Grandma’s homemade chicken and dumplings was the best and just about everyone went back for seconds. She made it often, especially in the winter but we were just as apt to have chicken and dumplings on a gray, drizzly day in the summer. It perked up our attitude when our day in the sun had been dampened.
To make chicken and dumplings you begin with one whole chicken, about a three pound hen. Cut it up and put it in a stew pot with 6 to 8 cups water enough to cover the chicken and 3/4 tsp. salt, and let it stew over medium high heat for about 1hour and 15 minutes. Remove chicken from pot and allow to cool until it is cool enough to handle.
While chicken is cooling strain broth and return to pot adding enough water to make 2 quarts (8 cups)

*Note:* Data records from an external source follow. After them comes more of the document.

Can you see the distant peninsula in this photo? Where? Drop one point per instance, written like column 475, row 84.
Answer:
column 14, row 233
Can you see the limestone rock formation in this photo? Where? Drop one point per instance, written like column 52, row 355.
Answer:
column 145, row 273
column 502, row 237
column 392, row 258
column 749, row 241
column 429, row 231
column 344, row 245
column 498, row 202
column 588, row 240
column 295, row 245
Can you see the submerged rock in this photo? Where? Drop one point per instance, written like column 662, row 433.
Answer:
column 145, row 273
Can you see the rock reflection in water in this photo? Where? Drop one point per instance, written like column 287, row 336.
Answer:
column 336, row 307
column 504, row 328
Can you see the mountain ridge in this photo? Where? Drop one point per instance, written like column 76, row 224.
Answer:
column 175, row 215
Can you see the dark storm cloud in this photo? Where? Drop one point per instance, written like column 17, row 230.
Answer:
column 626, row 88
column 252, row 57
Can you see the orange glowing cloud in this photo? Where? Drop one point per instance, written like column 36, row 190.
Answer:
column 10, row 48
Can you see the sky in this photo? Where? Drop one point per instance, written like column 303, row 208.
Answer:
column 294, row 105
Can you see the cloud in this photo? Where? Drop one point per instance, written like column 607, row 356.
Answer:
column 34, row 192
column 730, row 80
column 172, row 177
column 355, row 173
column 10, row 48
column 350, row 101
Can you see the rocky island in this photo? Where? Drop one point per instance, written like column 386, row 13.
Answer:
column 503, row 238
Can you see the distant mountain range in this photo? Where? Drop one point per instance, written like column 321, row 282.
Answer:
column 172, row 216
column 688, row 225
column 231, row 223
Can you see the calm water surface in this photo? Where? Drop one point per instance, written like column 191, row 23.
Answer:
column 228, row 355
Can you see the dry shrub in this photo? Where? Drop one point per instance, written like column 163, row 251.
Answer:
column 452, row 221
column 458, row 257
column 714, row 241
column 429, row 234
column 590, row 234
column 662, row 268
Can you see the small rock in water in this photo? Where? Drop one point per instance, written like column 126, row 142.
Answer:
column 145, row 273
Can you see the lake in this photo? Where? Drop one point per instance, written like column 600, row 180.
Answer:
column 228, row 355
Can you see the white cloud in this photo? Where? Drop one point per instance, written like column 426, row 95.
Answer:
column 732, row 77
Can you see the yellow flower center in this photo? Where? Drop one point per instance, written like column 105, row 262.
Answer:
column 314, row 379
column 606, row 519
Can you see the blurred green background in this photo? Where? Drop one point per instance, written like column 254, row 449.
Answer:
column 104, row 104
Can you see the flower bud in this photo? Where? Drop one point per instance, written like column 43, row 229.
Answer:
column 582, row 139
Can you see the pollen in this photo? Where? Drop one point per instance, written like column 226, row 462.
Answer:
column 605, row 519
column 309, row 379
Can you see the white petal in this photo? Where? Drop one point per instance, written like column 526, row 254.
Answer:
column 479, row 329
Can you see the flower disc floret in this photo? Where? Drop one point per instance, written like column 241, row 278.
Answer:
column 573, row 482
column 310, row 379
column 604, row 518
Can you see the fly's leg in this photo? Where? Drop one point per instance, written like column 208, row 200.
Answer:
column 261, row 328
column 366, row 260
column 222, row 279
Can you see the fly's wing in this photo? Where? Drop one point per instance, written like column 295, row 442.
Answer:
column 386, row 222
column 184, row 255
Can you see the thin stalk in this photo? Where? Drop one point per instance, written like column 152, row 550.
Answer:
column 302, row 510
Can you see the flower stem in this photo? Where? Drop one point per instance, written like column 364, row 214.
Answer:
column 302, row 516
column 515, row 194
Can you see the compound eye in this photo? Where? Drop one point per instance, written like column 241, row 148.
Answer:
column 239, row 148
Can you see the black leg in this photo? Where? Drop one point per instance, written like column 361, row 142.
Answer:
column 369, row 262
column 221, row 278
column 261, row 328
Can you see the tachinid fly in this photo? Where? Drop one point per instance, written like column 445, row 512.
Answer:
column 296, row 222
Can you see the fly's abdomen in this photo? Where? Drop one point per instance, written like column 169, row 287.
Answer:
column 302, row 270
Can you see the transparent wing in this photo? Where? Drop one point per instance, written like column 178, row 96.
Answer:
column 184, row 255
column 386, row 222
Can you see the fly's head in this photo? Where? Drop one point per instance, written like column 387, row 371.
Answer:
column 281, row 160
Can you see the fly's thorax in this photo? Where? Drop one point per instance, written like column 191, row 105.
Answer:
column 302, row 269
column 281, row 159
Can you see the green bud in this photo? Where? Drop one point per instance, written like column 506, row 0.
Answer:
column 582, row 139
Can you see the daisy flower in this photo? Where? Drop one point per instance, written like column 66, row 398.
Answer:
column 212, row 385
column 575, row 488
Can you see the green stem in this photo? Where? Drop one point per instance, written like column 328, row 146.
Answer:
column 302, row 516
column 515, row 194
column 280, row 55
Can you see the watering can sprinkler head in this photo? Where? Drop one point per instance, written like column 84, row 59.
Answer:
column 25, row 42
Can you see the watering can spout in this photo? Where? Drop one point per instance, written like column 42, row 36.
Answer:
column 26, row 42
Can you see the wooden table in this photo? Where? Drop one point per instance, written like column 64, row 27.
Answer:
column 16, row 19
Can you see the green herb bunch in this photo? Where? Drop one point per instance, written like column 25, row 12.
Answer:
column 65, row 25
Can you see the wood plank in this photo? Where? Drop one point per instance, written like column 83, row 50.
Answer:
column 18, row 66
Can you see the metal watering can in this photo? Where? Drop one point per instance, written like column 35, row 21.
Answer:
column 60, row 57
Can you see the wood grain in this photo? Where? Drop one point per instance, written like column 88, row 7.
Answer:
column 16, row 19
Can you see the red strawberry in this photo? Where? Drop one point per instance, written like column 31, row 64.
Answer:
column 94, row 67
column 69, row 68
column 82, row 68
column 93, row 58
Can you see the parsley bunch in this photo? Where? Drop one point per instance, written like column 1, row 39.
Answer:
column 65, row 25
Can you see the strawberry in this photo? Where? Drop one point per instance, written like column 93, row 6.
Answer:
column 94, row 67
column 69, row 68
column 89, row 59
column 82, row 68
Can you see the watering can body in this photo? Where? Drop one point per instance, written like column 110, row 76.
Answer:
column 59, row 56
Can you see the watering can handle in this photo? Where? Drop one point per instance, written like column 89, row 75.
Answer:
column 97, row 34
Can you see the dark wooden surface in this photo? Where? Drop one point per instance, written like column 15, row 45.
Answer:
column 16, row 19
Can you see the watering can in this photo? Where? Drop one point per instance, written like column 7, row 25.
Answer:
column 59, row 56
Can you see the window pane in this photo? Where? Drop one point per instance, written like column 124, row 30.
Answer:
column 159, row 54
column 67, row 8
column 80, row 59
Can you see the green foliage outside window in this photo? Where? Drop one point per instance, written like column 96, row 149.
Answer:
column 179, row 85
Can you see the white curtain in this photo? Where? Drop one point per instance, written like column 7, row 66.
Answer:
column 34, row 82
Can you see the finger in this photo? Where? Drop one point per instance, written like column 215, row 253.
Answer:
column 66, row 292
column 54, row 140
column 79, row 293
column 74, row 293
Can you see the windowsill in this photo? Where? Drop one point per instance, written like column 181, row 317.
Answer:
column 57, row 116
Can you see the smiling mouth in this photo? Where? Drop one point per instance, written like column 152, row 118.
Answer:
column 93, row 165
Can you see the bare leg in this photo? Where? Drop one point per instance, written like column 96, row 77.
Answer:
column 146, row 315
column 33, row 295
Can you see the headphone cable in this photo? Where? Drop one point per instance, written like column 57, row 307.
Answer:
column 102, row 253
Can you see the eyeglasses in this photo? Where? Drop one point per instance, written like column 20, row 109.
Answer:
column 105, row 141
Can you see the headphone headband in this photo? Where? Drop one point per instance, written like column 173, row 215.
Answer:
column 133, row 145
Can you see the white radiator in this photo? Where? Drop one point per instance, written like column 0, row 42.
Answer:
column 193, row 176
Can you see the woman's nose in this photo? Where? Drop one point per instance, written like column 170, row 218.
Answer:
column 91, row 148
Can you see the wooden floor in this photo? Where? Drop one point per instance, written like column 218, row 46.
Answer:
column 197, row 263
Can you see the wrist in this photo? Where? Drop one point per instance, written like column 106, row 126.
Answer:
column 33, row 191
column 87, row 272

2 carrots coarsely chopped
1 medium onion coarsely chopped
2 stalks celery coarsely chopped
3/4 cup chopped kale or spinach (chopped medium fine)
1/2 tsp. salt
1/2 tsp. ground black pepper
Remove skin and debone chicken cutting the meat into small pieces and add to broth mixture
Allow to simmer over med-low heat while mixing dough for dumplings
To make Dumplings
Combine and sift together in a larger mixing bowl
2 cups flour
4 tsp. baking powder
1/2 tsp. salt
1/2 tsp. baking soda
Cut in 1/4 cup lard (I use vegetable shortening; Crisco) until mixture is well blended and about pea size pieces and stir in 1 cup milk soured with 1 tsp. cider vinegar
Drop by Tablespoon full into simmering chicken and broth. Cover and allow to simmer for 15 minutes. Do not remove cover.
After fifteen minutes remove cover and allow to continue simmering for another 5 to 7 min. until dumplings appear slightly dried and glossy on top.
Remove from heat and serve on soup plates.
We often had this with a side salad; usually a sweet slaw with apple and raisins or cranberries in it; pickles and a beverage. For dessert let’s have a fruit sauce like peaches or pears with a sugar or ginger cookie.